Portugal’s fuel landscape is characterized by a heavy reliance on a single point of failure: the Galp refinery in Sines. Currently, 75% of the jet fuel consumed within the country is produced at this sole national facility. While this provides a buffer, the remaining 25% must be imported to meet total demand.

The Sines Dependency and the Import Gap

According to data from the Direção-Geral de Energia e Geologia (DGEG), Portugal consumed over 1.87 million tonnes of oil equivalent (TEP) of jet fuel in 2024, importing 475,000 TEP to fill the gap. The diversity of these imports is deceptive; while countries like South Korea and China provide significant volumes, the highest concentrations remain in the volatile Gulf region.

Portugal’s Primary Foreign Jet Fuel Suppliers (2024)
Country Volume (Tonnes) Region
Kuwait 241,000 Persian Gulf
South Korea 112,000 East Asia
China 62,000 East Asia
Saudi Arabia 47,000 Persian Gulf

The timing of this crisis is particularly acute. Imports typically ramp up in mid-May to prepare for the summer travel surge. However, scheduled maintenance at the Sines refinery creates a seasonal dip in domestic production, leaving the country almost entirely dependent on foreign shipments during the spring. If the Strait of Hormuz remains restricted through May, Argus warns that stocks could plummet rapidly.

A European Pattern of Vulnerability

Portugal is not alone in its exposure. The United Kingdom and Denmark are identified as being similarly at risk, particularly vulnerable to the effective closure of the Hormuz chokepoint. The broader issue is a structural decline in refining capacity across Western Europe, which has forced many nations to outsource their fuel needs to the Middle East.

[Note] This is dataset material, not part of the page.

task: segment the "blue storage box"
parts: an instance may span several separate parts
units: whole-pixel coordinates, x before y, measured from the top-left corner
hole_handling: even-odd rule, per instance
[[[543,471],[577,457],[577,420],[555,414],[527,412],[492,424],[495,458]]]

In Italy, the impact has already manifested in operational warnings. BP has issued a “notice to airmen,” alerting airlines to potential fuel restrictions at airports in Bologna, Milan Linate, Treviso, and Venice. While these restrictions currently affect only BP’s direct clients and other suppliers remain active, the move signals a tightening market.

The risk profile varies significantly across the continent based on domestic production and storage depth. Countries such as Poland and Greece, where national production meets or exceeds consumption, are better shielded. Similarly, Ireland’s deep strategic reserves provide a more robust cushion against Middle Eastern disruptions.

Estimated Stock Coverage by Country

  • Portugal and Hungary: Approximately 4 months of coverage.
  • Denmark: Approximately 6 months of coverage.
  • Italy and Germany: Approximately 7 months of coverage.
  • France and Ireland: Approximately 8 months of coverage.

Industry Warnings and Economic Risks

The aviation industry is already sounding the alarm. Michael O’Leary, CEO of Ryanair, recently warned that the risk of fuel shortages in Europe becomes critical in May and June if the conflict persists. In an interview with Sky News, O’Leary estimated that between 10% and 25% of the airline’s supplies could be at risk during the early summer window.

The volatility is not just about availability, but cost. The doubling of prices since the closure of the Strait of Hormuz is already being felt in ticket prices and operational overheads. For a country like Portugal, where tourism is a strategic economic pillar, the threat of “localized shortages” or “abrupt price shifts” could deter the very passenger traffic that drives its GDP.

While the Argus analysis suggests that no European country is likely to run completely dry—given that domestic production continues and some reserves exist—the transition to “uncomfortably low” levels could lead to erratic pricing and supply instability at key hubs.

The immediate focus for Portuguese energy authorities now rests on the mid-May import window. The ability of the government and private suppliers to pivot toward non-Gulf sources before the summer peak will determine whether the aviation sector faces a manageable pinch or a systemic crisis.

This report is for informational purposes only and does not constitute financial or investment advice regarding energy markets.